Monday, August 25, 2008

Hot Chocolate

The cacao tree (Theobroma cacao) is an evergreen tree in the family Sterculiaceae (alternatively Malvaceae.) The scientific name Theobroma means "food of the gods".

It takes five years to grow into a tree that produces fruits. When cacao leaves fall, they mix with the leaves of other plants and decay on the floor. In the decaying leaves breed midges in the order Diptera. These little flies pollinate the cacao flowers. The small flowers are produced in clusters directly on the trunk and older branches and they fruit three to four times a year. The hard, coarse shell changes from green to yellow, and then to a reddish brown. Inside the fruit is a white sweet pulp where between 20 and 40 almond-shaped bitter cacao seeds are arranged in rows. These seeds are used to make chocolate. The insert shows what these cacao seeds look like.

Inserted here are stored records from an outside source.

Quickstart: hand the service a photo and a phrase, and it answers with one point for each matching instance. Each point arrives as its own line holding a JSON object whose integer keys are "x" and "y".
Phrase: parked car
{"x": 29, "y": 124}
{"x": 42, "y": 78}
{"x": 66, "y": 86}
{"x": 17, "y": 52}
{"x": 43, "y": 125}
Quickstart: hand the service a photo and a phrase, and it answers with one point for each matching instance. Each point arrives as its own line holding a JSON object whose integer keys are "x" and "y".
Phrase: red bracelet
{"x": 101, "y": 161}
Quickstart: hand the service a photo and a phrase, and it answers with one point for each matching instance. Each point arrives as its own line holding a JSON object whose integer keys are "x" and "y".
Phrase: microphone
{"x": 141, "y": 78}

The fruits have skins that are so thick that they do not open naturally to release their seeds. Instead, pods rely on the lure of their sweet pulp to attract animals. Birds and mammals looking for a meal pierce the pod’s tough hide to get at the delicious sweet pulp inside and discard the bitter-tasting seeds. Each seed contains a significant amount of fat (40–50% as cacao butter). Their most noted active constituent is theobromine, a compound similar to caffeine.

Cacao trees can flourish only in the hottest regions of the world, and this one is happy at its home in the FTBG here in Miami, although I think it could be in a bit better shape than it is seen here.